The emotional core of Why We Fight concerns Wilton Sekzer, whose son Jason was killed in the World Trade Center on 9/11. After Bush linked Saddam to the attacks, this Vietnam vet and former NYPD cop arranged for Jason's name to be inscribed on one of the bombs raining down on Baghdad.
But Sekzer later acknowledges feeling betrayed when the White House began distancing itself from the spurious suggestion of Iraqi involvement. This proves to be a fortuitous development for a film about jingoism. "I didn't know where it would go when I began the interview with him," says Jarecki, who will answer audience questions at Roxy screenings on Friday and Saturday nights.
He's likely to offer an unflinching assessment. "The arms industry corrupts the democratic process," Jarecki contends. "Ike sensed a danger to the Republic itself. If we continue to concentrate power in the corporate sector, we'll have one senseless war after another."
Burlington may seem like more of a pacifist Mecca than ever this weekend. After the Fog, another consideration of U.S. conflicts, unspools at City Hall Auditorium for two shows each on Friday and Saturday. Jay Craven's documentary focuses on the experiences of vets, most of them from Vermont. The Peacham filmmaker will be on hand for post-film discussions.
Craven says his latest feature, Disappearances, will play the South by Southwest festival next month in Austin, Texas. The theatrical world premiere is on April 7 at the Essex Cinemas, where the gala crowd will include lead actor Kris Kristofferson. He portrays a down- at-the-heels Northeast Kingdom farmer smuggling whiskey across the Canadian border during Prohibition.
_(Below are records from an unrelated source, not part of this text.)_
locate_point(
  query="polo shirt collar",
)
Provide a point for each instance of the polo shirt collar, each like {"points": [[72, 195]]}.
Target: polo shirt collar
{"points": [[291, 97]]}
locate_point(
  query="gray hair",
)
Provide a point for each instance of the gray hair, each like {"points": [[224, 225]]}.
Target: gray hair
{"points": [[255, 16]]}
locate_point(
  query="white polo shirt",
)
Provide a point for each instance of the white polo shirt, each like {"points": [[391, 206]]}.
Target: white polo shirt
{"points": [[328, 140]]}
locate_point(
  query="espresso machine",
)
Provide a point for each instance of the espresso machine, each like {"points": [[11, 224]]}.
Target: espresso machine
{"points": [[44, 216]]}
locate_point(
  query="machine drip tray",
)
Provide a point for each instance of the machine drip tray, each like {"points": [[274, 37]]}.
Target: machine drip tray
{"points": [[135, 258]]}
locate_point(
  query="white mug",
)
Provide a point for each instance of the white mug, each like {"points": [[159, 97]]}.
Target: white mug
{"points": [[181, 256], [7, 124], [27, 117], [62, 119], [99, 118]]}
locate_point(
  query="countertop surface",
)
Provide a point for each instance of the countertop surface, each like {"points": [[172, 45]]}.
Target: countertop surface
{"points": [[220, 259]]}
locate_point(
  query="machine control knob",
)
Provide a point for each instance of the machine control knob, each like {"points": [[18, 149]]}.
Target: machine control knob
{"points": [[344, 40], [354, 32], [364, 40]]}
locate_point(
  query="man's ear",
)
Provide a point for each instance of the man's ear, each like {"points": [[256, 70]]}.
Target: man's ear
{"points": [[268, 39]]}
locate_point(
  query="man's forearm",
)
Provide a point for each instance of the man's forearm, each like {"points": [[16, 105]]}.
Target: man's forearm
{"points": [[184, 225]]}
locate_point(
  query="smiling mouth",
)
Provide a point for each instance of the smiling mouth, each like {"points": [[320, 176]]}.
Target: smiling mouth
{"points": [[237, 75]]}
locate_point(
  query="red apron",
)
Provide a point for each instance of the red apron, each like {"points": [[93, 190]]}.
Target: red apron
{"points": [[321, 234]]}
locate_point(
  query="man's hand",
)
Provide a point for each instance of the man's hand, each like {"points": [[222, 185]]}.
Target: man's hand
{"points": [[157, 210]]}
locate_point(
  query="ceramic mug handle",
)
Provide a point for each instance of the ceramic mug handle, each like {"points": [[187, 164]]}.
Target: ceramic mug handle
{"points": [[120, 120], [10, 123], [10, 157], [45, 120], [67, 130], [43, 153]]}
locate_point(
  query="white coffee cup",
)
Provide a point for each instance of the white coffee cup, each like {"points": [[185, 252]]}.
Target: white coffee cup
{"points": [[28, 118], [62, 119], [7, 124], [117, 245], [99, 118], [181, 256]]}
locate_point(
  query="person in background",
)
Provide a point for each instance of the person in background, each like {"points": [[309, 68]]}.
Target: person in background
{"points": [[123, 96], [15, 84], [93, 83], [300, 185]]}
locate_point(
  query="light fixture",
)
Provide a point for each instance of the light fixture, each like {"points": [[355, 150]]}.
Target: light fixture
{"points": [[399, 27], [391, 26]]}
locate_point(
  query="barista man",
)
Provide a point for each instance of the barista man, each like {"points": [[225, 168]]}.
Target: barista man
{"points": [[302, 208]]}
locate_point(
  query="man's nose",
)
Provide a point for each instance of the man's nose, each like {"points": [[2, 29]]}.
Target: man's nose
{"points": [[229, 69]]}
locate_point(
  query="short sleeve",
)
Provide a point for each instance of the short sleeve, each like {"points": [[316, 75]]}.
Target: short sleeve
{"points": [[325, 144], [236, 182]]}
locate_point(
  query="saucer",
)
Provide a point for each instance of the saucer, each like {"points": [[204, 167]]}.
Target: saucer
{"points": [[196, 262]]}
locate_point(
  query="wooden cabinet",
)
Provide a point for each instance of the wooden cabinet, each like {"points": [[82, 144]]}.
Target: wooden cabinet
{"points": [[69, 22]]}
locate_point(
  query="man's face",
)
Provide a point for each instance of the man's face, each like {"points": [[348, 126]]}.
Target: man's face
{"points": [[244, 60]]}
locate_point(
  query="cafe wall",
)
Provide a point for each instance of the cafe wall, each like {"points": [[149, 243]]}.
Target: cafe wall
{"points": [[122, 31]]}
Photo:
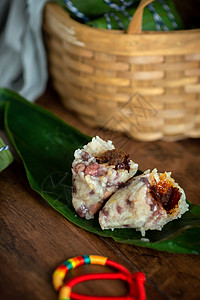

For information, visit http://www.disappearancesmovie.com or call 592-3190.
In his native Kenya, Alexander Hopcraft once raised an orphaned cheetah cub named Duma - the Swahili word for that species. At the age of 12, he wrote a children's book with his mother about the experience, How It Was with Dooms: A True Story from Africa, that has been adapted for a movie directed by Carroll Ballard (The Black Stallion). Duma will screen for free Thursday at 7 p.m. in Dana Auditorium. It's also on the schedule of the Green Mountain Film Festival in Montpelier, from March 17 through 26.
Hopcraft is now a 21-year-old Middlebury College senior majoring in environmental policy. He had never even heard of the place until he visited the U.S. to check out potential schools. "The fact that it was relatively remote and removed from the outside world appealed to me since I was used to living out in rural areas," he recalls.
Indeed. Hopcraft, who was home-schooled until seventh grade, grew up on the 20,000-acre Kenyan game ranch that's been in his family for three generations - where the wild things are.